Il l’atteignit encore sur la table et acheva de la vider sans façon, à
la régalade.
 
Si Anselme Benoît, qui fait tant de ravages dans nos montagnes,
barbouilla-t-il, au lieu de ses drogues baillait du bon vin à ses
malades, il ne les mènerait pas au cimetière par douzaines... Mais
finalement, il faut que les médecins vivent et que les curés mangent de
bonne soupe.
 
Il allongea le bras pour saisir une bouteille de vin rouge.
 
Ciel de Dieu! marmotta-t-il en faisant sauter le bouchon, comme ces
chardonnerets altèrent! Toutes les fois que j’ai le malheur de toucher
à ces coquins d’oisillons, il faut de toute nécessité que plusieurs
litres y passent. Ça se comprend dans le fond: ces bêtes avalent
toutes sortes de graines sèches, elles se rafraîchissent rarement le
bec, encore que l’eau ne manque point ici, et ça vous a un sang chaud,
chaud!... A moi, ces oiseaux allument l’enfer dans l’estomac et dans
le gosier... Sans compter que le lard rôti, flambé, brûlé, me gratte
la langue comme une râpe et achève de me faire courir des charbons par
tout le corps... Tu ne sens rien, toi, pétiot?
 
Non, Barnabé, je ne sens rien.
 
C’est qu’aussi tu es là, devant ton assiette et ton verre, aussi
emprunté que le dimanche, quand tu te plantes debout pour chanter
l’épître dans l’église... Oh! tu as une jolie voix, une voix de
rossignol dans la feuillée.
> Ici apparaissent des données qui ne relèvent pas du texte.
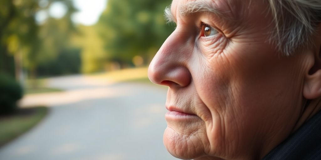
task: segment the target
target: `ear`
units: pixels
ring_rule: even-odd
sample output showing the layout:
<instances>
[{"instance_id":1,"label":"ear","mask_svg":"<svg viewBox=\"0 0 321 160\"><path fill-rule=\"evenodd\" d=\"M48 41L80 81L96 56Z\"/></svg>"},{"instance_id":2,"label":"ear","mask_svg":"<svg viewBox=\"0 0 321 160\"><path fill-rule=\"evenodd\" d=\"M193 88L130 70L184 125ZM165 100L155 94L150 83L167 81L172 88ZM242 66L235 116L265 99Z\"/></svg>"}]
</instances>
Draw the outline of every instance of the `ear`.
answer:
<instances>
[{"instance_id":1,"label":"ear","mask_svg":"<svg viewBox=\"0 0 321 160\"><path fill-rule=\"evenodd\" d=\"M321 26L321 24L319 26ZM314 42L316 48L313 54L314 60L311 60L314 64L311 64L308 72L306 74L303 86L303 95L308 99L321 97L321 29L320 27L319 28L318 36L315 37Z\"/></svg>"}]
</instances>

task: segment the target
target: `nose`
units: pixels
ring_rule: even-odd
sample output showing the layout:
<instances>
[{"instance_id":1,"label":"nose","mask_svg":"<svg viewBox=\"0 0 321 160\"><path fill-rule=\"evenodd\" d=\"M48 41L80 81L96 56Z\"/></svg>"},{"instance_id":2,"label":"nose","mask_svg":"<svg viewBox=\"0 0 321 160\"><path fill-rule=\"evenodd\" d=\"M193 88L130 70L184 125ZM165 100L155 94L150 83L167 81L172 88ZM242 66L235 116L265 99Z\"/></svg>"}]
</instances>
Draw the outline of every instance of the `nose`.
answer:
<instances>
[{"instance_id":1,"label":"nose","mask_svg":"<svg viewBox=\"0 0 321 160\"><path fill-rule=\"evenodd\" d=\"M185 87L191 83L187 52L191 52L191 46L178 35L174 31L167 38L151 62L148 78L155 84L170 88Z\"/></svg>"}]
</instances>

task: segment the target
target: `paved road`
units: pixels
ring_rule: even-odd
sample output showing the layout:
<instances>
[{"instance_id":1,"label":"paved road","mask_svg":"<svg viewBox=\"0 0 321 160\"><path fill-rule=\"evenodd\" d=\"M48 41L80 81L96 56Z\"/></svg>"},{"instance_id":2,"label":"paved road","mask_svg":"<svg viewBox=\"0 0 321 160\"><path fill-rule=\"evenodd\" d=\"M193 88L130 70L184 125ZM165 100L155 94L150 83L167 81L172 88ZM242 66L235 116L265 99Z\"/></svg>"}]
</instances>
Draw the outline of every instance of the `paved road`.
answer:
<instances>
[{"instance_id":1,"label":"paved road","mask_svg":"<svg viewBox=\"0 0 321 160\"><path fill-rule=\"evenodd\" d=\"M82 76L49 82L66 91L24 98L23 106L47 105L49 114L0 148L0 159L178 159L163 144L166 88L99 83Z\"/></svg>"}]
</instances>

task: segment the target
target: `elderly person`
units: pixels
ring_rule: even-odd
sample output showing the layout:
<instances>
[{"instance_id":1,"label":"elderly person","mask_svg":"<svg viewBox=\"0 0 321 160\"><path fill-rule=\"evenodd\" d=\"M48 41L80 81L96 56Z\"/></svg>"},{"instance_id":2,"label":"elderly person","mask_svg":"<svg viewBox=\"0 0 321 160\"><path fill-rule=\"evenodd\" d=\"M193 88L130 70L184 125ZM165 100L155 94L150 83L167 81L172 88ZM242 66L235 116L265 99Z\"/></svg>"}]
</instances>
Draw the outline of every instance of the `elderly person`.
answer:
<instances>
[{"instance_id":1,"label":"elderly person","mask_svg":"<svg viewBox=\"0 0 321 160\"><path fill-rule=\"evenodd\" d=\"M321 159L321 1L173 0L148 75L182 159Z\"/></svg>"}]
</instances>

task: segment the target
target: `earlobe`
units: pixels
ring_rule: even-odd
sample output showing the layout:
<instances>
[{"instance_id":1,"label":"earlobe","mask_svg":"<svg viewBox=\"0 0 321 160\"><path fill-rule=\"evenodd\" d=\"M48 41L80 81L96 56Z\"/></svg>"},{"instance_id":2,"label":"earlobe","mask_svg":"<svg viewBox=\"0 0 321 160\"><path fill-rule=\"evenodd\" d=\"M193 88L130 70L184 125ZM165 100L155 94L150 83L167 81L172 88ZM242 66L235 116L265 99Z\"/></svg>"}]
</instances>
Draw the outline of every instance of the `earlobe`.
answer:
<instances>
[{"instance_id":1,"label":"earlobe","mask_svg":"<svg viewBox=\"0 0 321 160\"><path fill-rule=\"evenodd\" d=\"M321 97L321 69L307 76L303 89L305 98L313 99Z\"/></svg>"},{"instance_id":2,"label":"earlobe","mask_svg":"<svg viewBox=\"0 0 321 160\"><path fill-rule=\"evenodd\" d=\"M308 99L321 97L321 49L314 55L314 64L306 76L303 89L303 95ZM312 58L312 57L311 57Z\"/></svg>"}]
</instances>

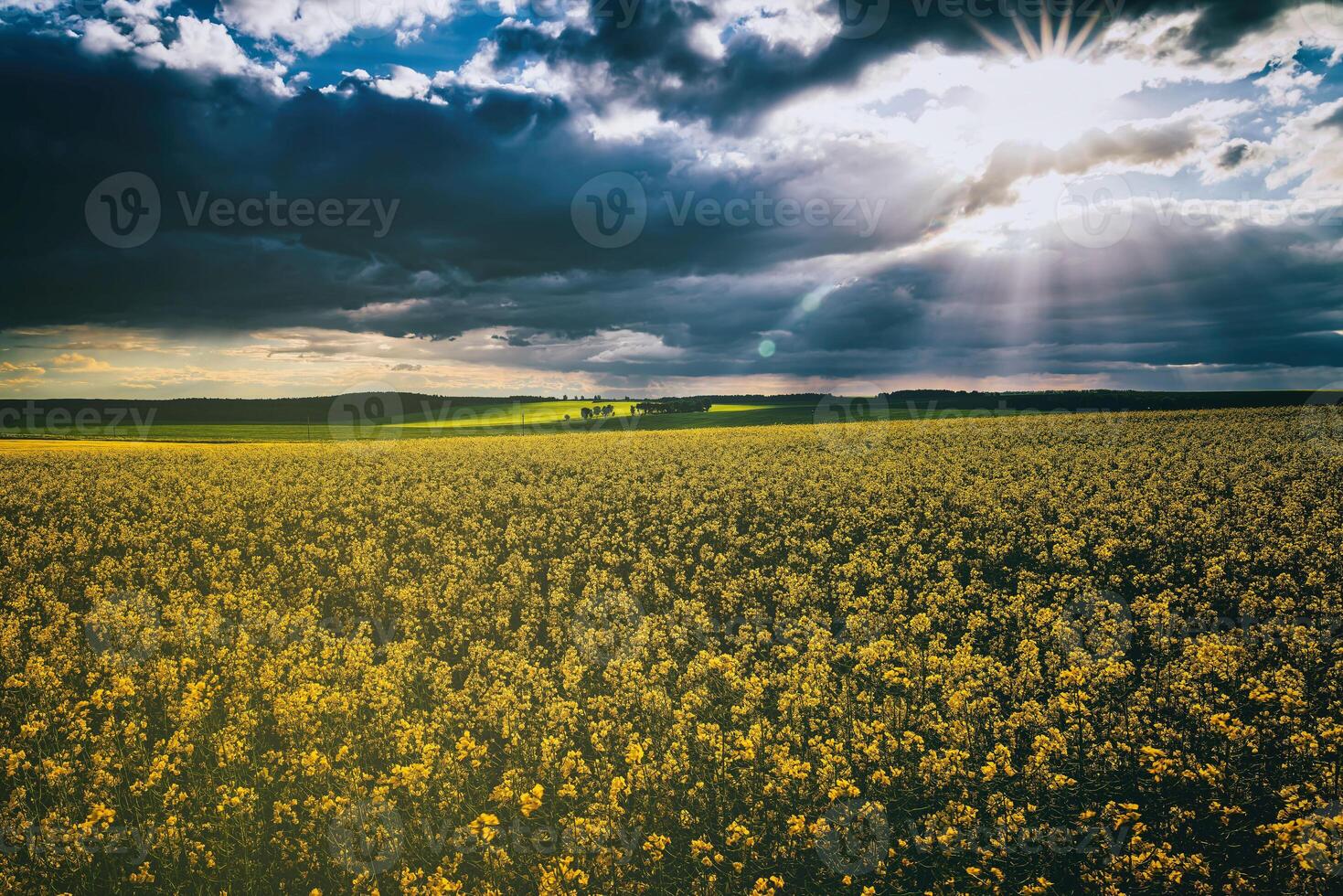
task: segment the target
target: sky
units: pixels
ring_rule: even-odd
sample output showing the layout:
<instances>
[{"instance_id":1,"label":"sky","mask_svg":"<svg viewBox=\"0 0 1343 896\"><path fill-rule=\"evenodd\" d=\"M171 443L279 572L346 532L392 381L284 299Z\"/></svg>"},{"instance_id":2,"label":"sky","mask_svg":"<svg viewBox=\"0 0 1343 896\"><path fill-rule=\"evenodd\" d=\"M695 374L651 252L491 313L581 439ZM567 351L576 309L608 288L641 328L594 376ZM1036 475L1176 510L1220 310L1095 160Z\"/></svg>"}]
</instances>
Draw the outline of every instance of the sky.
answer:
<instances>
[{"instance_id":1,"label":"sky","mask_svg":"<svg viewBox=\"0 0 1343 896\"><path fill-rule=\"evenodd\" d=\"M1343 0L0 0L0 396L1343 387Z\"/></svg>"}]
</instances>

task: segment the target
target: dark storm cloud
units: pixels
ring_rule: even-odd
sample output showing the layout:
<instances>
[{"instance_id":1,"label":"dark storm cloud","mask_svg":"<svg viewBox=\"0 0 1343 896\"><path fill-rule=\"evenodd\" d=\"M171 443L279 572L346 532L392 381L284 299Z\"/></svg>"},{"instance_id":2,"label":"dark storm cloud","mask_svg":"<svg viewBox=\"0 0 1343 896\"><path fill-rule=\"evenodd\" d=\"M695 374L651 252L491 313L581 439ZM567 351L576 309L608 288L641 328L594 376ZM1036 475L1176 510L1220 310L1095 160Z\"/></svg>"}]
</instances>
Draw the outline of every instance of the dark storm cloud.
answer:
<instances>
[{"instance_id":1,"label":"dark storm cloud","mask_svg":"<svg viewBox=\"0 0 1343 896\"><path fill-rule=\"evenodd\" d=\"M686 0L642 0L633 17L594 15L591 32L567 28L548 34L528 23L496 31L504 62L543 58L584 66L603 64L615 95L638 95L667 118L705 118L716 128L741 128L774 105L813 87L843 85L893 54L933 42L952 50L984 50L978 28L1017 43L1014 19L1038 34L1041 9L1054 20L1072 7L1077 30L1093 15L1108 24L1119 17L1197 11L1187 35L1197 52L1211 55L1246 34L1269 26L1299 0L826 0L823 15L839 32L819 50L804 52L760 35L736 34L721 59L694 47L692 31L712 19L710 5ZM594 3L610 8L608 0ZM1074 31L1076 34L1076 31Z\"/></svg>"},{"instance_id":2,"label":"dark storm cloud","mask_svg":"<svg viewBox=\"0 0 1343 896\"><path fill-rule=\"evenodd\" d=\"M775 373L862 382L882 377L1095 376L1178 387L1172 376L1207 365L1229 371L1335 368L1343 282L1324 249L1328 228L1248 227L1210 234L1151 212L1104 254L1060 239L1052 263L1031 269L998 253L947 251L862 277L799 313L745 285L720 305L719 339L666 340L685 353L659 363L590 364L612 386L659 376ZM1174 266L1144 259L1172 255ZM696 318L694 314L690 316ZM653 329L658 329L654 326ZM756 352L761 334L774 356ZM1257 380L1262 383L1264 380ZM1309 383L1299 383L1311 386ZM1323 386L1319 383L1316 386ZM1313 386L1312 386L1313 388Z\"/></svg>"},{"instance_id":3,"label":"dark storm cloud","mask_svg":"<svg viewBox=\"0 0 1343 896\"><path fill-rule=\"evenodd\" d=\"M778 196L779 179L806 168L772 181L672 177L665 146L594 142L565 126L560 101L536 94L447 86L431 105L348 79L337 94L278 98L248 81L146 71L13 32L0 34L0 82L9 134L0 169L16 211L0 224L9 325L320 322L367 302L427 297L431 313L361 324L442 336L500 322L592 332L642 314L603 306L582 271L741 271L919 232L894 220L868 238L834 227L676 226L674 203L688 196ZM83 214L89 191L122 171L148 175L163 204L157 235L130 250L98 243ZM620 251L586 243L569 215L577 187L607 171L634 172L649 191L645 236ZM208 215L188 226L201 201L271 192L399 206L381 239L372 227L216 227ZM555 305L547 290L501 286L543 275L561 292L572 279L590 298Z\"/></svg>"}]
</instances>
Moi, quand j’étais enfantelet,il y a plus
de quatre matins,je piaulais aussi comme le fifre de Braguibus. Je
montais, je descendais, je remontais, je redescendais...
 
Il s’interrompit, et soudain entonna ce noël très populaire aux
Cévennes:
 
«Jésus est né dans l’étable,
_Sanctum Dominum Jesum_.
Voyez comme il est aimable!
_Sanctum Dominum nostrum._»
 
L’ermite, qui s’était mis debout, alla ainsi jusqu’à la fin du
quatrième couplet, ayant bien soin, après chaque strophe, de s’arrêter
quelques secondes pour vider son verre et me forcer à toucher au mien.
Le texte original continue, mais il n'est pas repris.